The Sixth Course ~ Fired Foie Seared Puyallup Valley foie gras, sheep's milk yogurt, Duchilly hazelnut financier, Brooks Italian plum, garden sage was, by far, the most anticipated course of the evening as I just love foie gras and yet I was - hmmm, satisfied, but not excited.  I am sure many enjoyed, but it just came off as so-so.  We even tried with some port, but alas, it was there.  Perhaps the hazelnut financier was too heavy?  I am not sure but I will share that I did not leave any for clean up so it was not terrible.
OK, so here is what greeted the couple next to us as they returned to their table.  For the lady who was seated on the left was a bronze otter holding a geranium leaf and before getting up the gentleman complained that he didn't get any special treatment so Barry arranged for the stuffed pheasant to greet him upon his return and needless to say there was much laughter by all.  Of course Allen had to pipe up that he felt cheated and like he got screwed as he did not get any special treatment and it was his birthday!  Oh be careful what you ask for my friends...

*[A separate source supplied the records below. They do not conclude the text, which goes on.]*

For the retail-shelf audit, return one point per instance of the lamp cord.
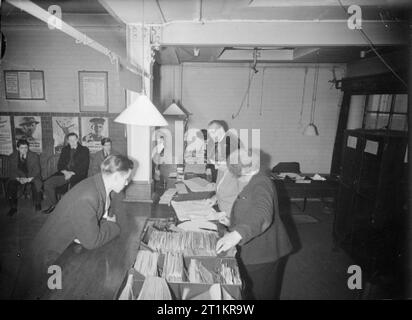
(143, 56)
(372, 46)
(314, 95)
(303, 95)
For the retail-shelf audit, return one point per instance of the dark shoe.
(77, 248)
(12, 212)
(48, 210)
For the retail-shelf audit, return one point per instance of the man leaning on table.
(83, 215)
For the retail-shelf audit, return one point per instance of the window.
(386, 111)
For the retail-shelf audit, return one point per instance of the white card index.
(371, 147)
(351, 142)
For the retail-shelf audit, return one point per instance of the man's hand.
(111, 219)
(211, 201)
(228, 241)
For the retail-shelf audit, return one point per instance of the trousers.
(13, 187)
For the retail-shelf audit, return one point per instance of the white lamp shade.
(142, 112)
(311, 130)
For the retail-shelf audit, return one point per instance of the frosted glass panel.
(401, 103)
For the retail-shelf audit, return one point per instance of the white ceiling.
(213, 25)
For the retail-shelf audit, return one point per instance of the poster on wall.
(94, 129)
(29, 128)
(61, 127)
(93, 91)
(6, 143)
(24, 85)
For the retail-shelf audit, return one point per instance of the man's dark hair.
(21, 142)
(105, 140)
(72, 134)
(116, 163)
(221, 123)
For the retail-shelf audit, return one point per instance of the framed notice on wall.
(93, 91)
(24, 85)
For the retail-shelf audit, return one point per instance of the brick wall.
(215, 91)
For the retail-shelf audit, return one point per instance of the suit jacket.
(78, 215)
(255, 215)
(81, 162)
(227, 190)
(96, 161)
(33, 165)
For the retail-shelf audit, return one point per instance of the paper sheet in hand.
(194, 210)
(198, 185)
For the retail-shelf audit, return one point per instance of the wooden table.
(314, 189)
(98, 274)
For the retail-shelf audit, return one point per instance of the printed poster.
(61, 127)
(6, 142)
(94, 129)
(29, 128)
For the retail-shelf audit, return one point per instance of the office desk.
(315, 189)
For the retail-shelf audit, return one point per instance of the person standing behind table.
(257, 229)
(220, 144)
(73, 166)
(83, 216)
(99, 156)
(24, 170)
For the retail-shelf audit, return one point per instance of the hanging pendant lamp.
(311, 129)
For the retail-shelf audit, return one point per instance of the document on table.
(194, 210)
(199, 185)
(167, 196)
(181, 189)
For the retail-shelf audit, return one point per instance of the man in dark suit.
(72, 168)
(221, 143)
(83, 216)
(99, 156)
(256, 227)
(24, 171)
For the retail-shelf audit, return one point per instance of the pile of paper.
(173, 269)
(194, 210)
(181, 189)
(199, 185)
(188, 243)
(229, 275)
(199, 274)
(154, 288)
(146, 263)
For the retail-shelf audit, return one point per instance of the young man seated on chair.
(99, 156)
(24, 171)
(72, 168)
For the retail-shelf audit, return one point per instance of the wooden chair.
(51, 168)
(4, 174)
(291, 167)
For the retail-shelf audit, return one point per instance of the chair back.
(4, 166)
(51, 165)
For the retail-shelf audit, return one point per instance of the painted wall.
(212, 91)
(61, 59)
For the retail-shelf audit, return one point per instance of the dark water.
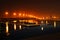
(27, 32)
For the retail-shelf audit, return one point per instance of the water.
(17, 31)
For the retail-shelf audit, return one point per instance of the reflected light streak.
(46, 22)
(15, 21)
(42, 22)
(14, 14)
(6, 13)
(42, 28)
(54, 23)
(20, 27)
(14, 26)
(19, 14)
(7, 29)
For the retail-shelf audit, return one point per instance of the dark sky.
(40, 7)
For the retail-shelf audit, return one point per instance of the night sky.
(38, 7)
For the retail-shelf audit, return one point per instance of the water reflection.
(20, 27)
(46, 22)
(42, 28)
(54, 23)
(14, 26)
(7, 28)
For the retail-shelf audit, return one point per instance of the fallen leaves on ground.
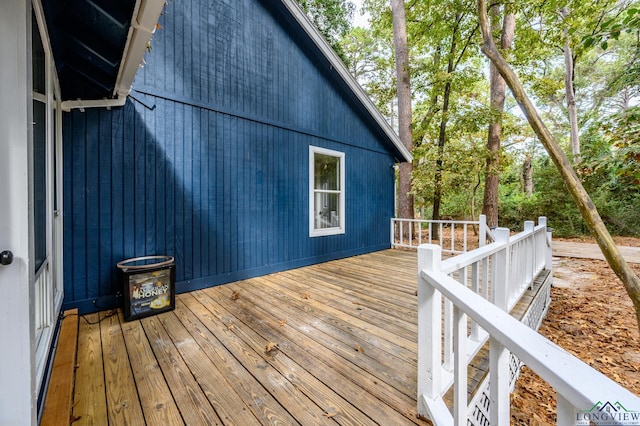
(594, 320)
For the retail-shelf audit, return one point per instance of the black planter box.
(148, 285)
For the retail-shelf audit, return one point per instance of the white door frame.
(17, 358)
(25, 349)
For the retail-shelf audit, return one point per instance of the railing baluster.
(464, 238)
(453, 237)
(475, 276)
(460, 369)
(499, 383)
(448, 335)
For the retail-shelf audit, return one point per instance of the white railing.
(451, 235)
(482, 285)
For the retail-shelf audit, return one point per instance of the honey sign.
(149, 289)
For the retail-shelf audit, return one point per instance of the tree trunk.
(442, 138)
(581, 197)
(405, 198)
(527, 176)
(442, 134)
(570, 93)
(497, 96)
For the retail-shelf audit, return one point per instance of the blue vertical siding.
(216, 174)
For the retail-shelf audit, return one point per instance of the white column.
(429, 327)
(17, 360)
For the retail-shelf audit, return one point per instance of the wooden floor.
(345, 352)
(329, 343)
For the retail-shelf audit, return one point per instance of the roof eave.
(346, 76)
(143, 24)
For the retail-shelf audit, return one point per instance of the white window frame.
(340, 229)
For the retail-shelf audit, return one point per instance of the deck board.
(346, 352)
(58, 405)
(90, 404)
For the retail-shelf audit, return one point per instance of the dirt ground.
(592, 317)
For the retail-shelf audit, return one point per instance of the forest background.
(593, 46)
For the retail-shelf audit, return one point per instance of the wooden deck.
(344, 351)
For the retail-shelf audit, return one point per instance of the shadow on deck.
(345, 352)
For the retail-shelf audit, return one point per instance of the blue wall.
(210, 163)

This is Ubon and if you go to The Herbfarm be careful as she is running a racket.  She is pushing ice water like there is no tomorrow.  We are talking serious here folks.  And oh what you will find you will do to get some more cracked ice from her.  Literally your hand will be shaking the silver goblet just begging for more and oh she can be a tease.  Quite fun!  But she had nothing on Miss Wisconsin who was peddling balsamic vinegar and fabulous bread let me tell you, I was just missing the cheese curds.

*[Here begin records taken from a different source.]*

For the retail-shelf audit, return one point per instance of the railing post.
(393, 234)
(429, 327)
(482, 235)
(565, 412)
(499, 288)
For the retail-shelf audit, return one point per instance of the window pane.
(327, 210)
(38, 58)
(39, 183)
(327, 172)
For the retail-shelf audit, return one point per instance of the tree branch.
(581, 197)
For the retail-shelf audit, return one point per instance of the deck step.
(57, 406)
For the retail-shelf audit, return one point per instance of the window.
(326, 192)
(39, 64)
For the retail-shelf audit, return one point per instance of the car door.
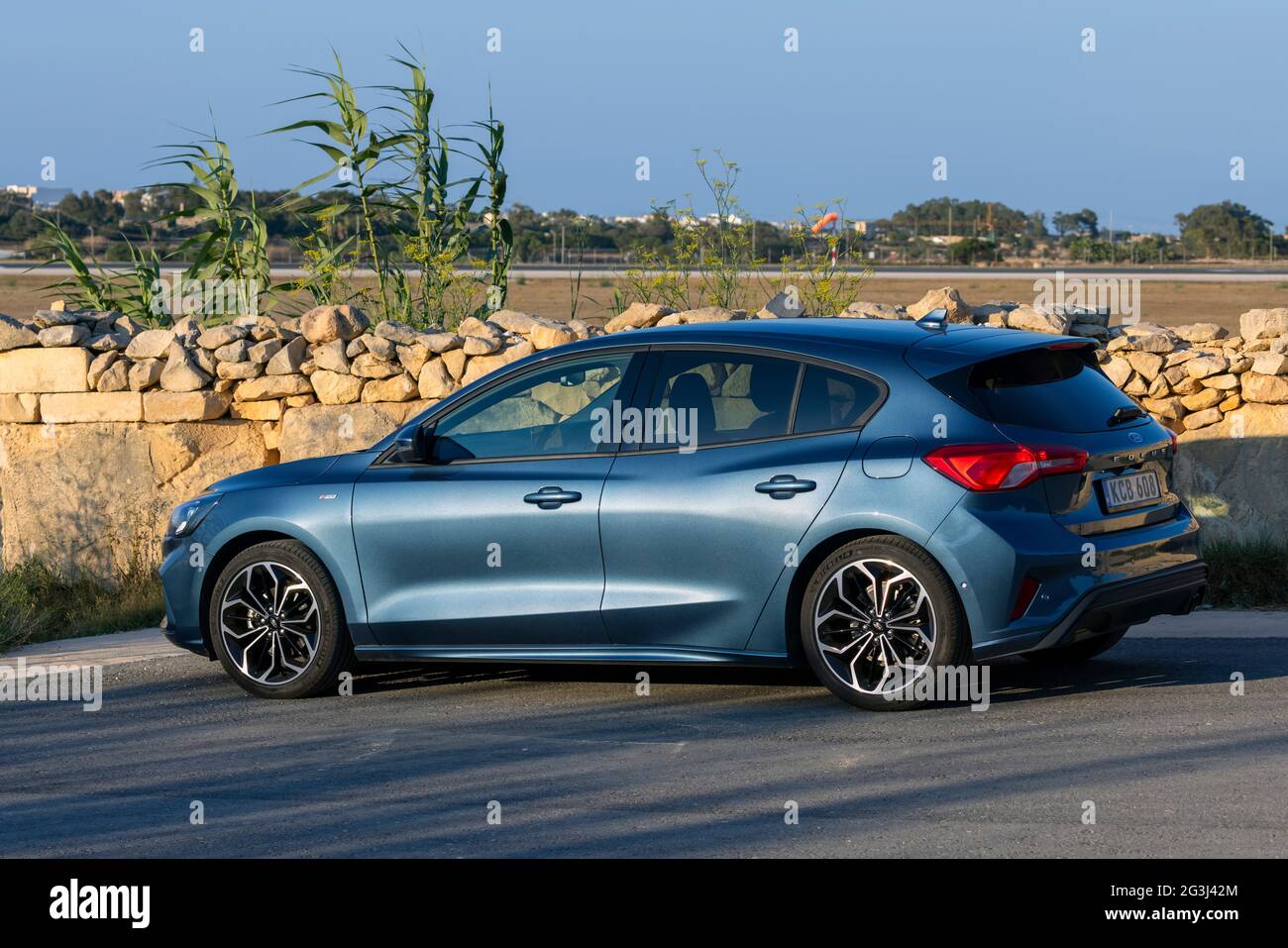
(496, 540)
(697, 533)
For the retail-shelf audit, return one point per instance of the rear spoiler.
(957, 347)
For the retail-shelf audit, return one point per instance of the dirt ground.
(1171, 303)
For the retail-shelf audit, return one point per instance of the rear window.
(832, 399)
(1059, 389)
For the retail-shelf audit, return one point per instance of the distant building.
(39, 194)
(50, 197)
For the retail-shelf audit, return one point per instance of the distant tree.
(969, 218)
(1077, 223)
(1223, 230)
(82, 211)
(971, 250)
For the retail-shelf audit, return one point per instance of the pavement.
(1172, 758)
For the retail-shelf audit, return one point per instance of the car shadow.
(1131, 664)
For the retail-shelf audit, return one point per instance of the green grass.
(39, 604)
(1247, 574)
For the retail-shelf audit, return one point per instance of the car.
(874, 498)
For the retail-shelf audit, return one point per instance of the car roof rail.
(935, 321)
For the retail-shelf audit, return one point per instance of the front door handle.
(785, 485)
(552, 497)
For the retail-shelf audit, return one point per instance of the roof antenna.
(935, 321)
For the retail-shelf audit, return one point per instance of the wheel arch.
(823, 549)
(223, 556)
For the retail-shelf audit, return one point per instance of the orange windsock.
(829, 218)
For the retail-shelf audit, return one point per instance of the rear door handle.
(785, 485)
(552, 497)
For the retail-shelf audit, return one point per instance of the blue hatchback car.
(872, 497)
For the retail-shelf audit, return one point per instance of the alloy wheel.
(269, 623)
(875, 626)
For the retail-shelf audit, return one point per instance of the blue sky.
(1142, 128)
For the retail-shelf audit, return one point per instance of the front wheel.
(275, 622)
(877, 616)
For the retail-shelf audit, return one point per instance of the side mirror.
(411, 446)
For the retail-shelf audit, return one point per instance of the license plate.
(1131, 491)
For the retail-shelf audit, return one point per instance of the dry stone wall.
(106, 423)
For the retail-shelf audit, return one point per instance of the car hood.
(275, 474)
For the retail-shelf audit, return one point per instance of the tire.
(288, 640)
(1078, 651)
(832, 622)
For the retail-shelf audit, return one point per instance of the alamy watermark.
(73, 683)
(630, 425)
(1119, 295)
(940, 683)
(175, 296)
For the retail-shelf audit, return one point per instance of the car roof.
(823, 335)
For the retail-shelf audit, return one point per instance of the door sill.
(574, 655)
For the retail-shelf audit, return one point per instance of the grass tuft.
(39, 604)
(1247, 574)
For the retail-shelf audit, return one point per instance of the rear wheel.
(876, 617)
(1078, 651)
(275, 622)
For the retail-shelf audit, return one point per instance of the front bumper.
(1168, 592)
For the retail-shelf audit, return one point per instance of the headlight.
(189, 514)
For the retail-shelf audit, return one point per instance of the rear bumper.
(1170, 592)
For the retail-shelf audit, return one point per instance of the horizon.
(585, 97)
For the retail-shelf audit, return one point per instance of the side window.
(545, 411)
(725, 397)
(832, 399)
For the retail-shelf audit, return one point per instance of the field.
(1168, 301)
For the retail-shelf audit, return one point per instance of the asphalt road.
(704, 766)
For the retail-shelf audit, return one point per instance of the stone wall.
(104, 424)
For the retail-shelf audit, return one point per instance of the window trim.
(643, 369)
(644, 391)
(638, 353)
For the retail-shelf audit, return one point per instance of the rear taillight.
(1004, 467)
(1028, 588)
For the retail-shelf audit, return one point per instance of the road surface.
(708, 763)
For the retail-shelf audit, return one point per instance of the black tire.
(333, 652)
(951, 640)
(1078, 651)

The Seventh Course ~ Spoonful of Honey A spoonful of Herbfarm summer honey, chamomile granite', blueberry soup composed this likely unintended omage to "Mary Poppins" as it was so sweet it had to be made with children in mind.  Oh my it was over the top and it was the one course I just could not make myself finish.  But I know some of the other diners likely enjoyed it.  Thankfully we had some of that great cracked ice water to cleanse the course as we looked forward to the next course.
Really, do you think they are having a good time or what?  And we were not done yet.  So no, dream of sugar plums were not quite dancing in their heads.
The Eighth Course ~ Flavors of the Sky 100 year Shaker cake with warm strawberry-rose geranium compote, Olympic Peninsula saffron ice cream, crispy meringues, alpine strawberries.  Wow, wow, wow!  What can I say, this was a fantastic combination and the dense texture of the cake came through to balance with the lightness of the ice cream.  Alpine strawberries was a masterful stroke as they just exploded with flavor in your mouth, but a bit confused on the meringues unless it was a texture move.  Alas, the Ports were a nice match and all I can say is this was a home run.
So if you look carefully, Barry dropped by a little surprise for Allen...in his words, "You can no longer say you were not screwed." And leave it to me to explain that indeed it is a corkscrew and not to be confused with anything else.  Oh my, oh my.  By now you can tell the dinner is taking a toll as I was remiss in getting a picture of the Tea course that was paired with Small Treats & Summer Blisses.  This finale was paired with a with 2008 Venturi Schulze Brandenburg no. 3 from Vancouver Island.  The treats are almost a bit much, but that did not stop us from enjoying them as we enjoyed our tea.  I opted for the Sakuma White Tea.  You will just have to visualize that the finishing touches included Sage Shortbread with Saskatoon Berry Jam, Cinnamon Basil Donut, Madrona Bark Caramel Profiterole and Gooseberry Applemint Shot.  Alas, there was also a sugared white berry item, but it was not mentioned on the menu.  We did leave some behind as we were just too content to enjoy any more fine food.
Yes, they were quite content.  The time had come to head on home and our car was waiting for us and as we departed Ubon was there at the door with a final treat, a blueberry tart and that was enjoyed the next day to bring back all the memories in order to make this posting happen.  What can I say folks, but it was a magical evening that will not be soon forgotten.